Big Data management: A Vibration Monitoring point of view

Vibration Monitoring is a particular kind of Condition Monitoring meant to infer the state of health of a machine from accelerometric measurements. From a practical point of view, the scope is then to extract from the acceleration data some valuable diagnostic information which could be used to detect the presence of possible damages (i.e., to produce knowledge about the state of health). When the monitoring is implemented online, in a continuous way, the raw accelerometric data sets can be very large and complex to be dealt with, as usually involve multiple channels (i.e., multiple locations and directions) and high sample rates (i.e., order of ksps - 103 samples per second), but the final knowledge about the state of health can, in principle, be summarized by a single binary information (i.e., healthy - 0 vs damaged - 1).

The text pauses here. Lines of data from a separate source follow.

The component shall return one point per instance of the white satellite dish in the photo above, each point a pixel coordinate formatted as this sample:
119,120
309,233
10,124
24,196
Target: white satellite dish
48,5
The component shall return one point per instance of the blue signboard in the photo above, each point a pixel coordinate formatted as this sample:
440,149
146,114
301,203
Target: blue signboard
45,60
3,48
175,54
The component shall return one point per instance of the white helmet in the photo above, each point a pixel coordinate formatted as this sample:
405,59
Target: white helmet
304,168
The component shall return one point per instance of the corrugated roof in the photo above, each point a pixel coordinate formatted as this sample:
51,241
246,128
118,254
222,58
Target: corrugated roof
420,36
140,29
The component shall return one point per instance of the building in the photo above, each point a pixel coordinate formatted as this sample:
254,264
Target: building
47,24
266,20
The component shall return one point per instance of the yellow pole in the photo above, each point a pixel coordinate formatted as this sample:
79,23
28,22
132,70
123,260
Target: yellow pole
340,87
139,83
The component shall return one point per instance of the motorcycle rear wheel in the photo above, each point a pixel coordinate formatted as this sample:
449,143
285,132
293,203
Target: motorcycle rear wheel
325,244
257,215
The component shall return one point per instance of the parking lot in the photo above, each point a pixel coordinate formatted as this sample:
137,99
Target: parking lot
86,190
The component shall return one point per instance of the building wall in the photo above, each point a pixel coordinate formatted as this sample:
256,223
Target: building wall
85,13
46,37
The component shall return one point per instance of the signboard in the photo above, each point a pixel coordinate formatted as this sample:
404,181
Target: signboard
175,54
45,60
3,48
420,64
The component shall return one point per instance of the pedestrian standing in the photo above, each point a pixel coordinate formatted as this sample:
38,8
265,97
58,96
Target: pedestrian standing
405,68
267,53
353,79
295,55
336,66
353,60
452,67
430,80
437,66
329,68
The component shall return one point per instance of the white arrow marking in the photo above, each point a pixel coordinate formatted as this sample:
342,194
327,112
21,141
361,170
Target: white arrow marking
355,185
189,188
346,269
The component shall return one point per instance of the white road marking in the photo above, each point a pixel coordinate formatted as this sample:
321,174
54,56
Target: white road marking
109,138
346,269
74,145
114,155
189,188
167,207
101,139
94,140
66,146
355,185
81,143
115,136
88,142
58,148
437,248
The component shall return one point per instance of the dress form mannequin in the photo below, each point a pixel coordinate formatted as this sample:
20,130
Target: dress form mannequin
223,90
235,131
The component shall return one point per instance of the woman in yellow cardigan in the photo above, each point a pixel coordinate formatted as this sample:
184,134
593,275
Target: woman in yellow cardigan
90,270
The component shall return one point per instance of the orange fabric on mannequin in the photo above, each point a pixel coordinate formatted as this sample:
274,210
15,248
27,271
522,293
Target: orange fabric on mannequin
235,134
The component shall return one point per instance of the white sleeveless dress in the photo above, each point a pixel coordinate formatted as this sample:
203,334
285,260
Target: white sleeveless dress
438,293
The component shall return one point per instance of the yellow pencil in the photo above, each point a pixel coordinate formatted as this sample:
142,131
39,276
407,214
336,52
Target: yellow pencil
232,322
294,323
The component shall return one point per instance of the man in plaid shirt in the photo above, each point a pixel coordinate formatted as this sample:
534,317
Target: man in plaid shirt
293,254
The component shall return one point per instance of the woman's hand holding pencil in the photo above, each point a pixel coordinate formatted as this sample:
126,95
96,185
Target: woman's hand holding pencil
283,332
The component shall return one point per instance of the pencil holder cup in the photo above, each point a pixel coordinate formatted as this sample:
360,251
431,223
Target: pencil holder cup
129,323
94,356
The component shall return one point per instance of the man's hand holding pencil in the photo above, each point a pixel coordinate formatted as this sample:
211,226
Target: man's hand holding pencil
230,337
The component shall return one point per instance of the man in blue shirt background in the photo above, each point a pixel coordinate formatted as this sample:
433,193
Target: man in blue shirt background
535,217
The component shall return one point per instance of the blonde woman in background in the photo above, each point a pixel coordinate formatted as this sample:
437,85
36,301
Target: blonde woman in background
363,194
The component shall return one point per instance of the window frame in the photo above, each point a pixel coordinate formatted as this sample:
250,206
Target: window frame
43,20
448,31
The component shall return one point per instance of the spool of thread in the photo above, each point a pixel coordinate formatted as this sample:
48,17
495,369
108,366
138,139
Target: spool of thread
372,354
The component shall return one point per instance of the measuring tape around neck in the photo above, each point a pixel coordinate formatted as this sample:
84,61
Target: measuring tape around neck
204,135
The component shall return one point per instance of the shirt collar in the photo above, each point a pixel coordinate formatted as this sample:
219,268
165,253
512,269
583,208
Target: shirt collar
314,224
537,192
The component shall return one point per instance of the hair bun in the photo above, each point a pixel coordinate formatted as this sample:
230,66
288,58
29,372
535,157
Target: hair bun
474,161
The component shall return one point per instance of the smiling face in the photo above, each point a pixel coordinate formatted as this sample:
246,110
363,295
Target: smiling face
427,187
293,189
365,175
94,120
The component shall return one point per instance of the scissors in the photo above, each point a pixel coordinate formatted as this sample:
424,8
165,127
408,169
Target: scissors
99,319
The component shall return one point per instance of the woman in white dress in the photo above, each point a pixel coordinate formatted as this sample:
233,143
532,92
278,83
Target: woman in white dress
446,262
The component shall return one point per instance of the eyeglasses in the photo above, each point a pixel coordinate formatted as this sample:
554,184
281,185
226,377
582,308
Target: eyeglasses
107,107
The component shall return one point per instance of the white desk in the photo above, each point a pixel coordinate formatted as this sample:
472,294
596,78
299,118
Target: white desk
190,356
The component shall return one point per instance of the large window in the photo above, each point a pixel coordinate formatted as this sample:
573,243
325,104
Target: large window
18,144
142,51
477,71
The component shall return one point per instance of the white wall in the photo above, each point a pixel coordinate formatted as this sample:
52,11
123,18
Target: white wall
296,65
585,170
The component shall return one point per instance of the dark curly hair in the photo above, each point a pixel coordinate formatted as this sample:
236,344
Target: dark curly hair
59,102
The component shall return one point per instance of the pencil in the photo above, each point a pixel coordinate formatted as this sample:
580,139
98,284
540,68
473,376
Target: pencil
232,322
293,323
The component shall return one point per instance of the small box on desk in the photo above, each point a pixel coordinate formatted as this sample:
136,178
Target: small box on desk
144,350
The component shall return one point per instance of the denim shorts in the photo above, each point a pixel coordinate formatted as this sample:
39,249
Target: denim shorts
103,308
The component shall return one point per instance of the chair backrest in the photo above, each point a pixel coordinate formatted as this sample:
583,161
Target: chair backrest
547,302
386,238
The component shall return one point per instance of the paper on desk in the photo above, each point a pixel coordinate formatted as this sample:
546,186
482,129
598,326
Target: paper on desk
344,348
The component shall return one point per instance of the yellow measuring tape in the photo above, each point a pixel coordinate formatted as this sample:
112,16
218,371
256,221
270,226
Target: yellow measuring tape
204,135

This is commonly called Damage Detection. In this work, the big data management challenge is tackled from the point of view of statistical signal processing, so as to aggregate the multivariate data and condense them into single information of distance with respect to a healthy reference condition (i.e., the Novelty). When confounding influences (such as the work condition or the environmental condition) can be disregarded, the novelty information has a direct correspondence to the health information, so that an alarm indicating the detection of damage can be triggered upon exceeding a selected threshold for the limit novelty. Many different ways of solving such a binary classification problem can be found in the literature. Starting from the simplest, some of the more effective are compared in the present analysis, to finally select a reliable procedure for the big data management in vibration monitoring.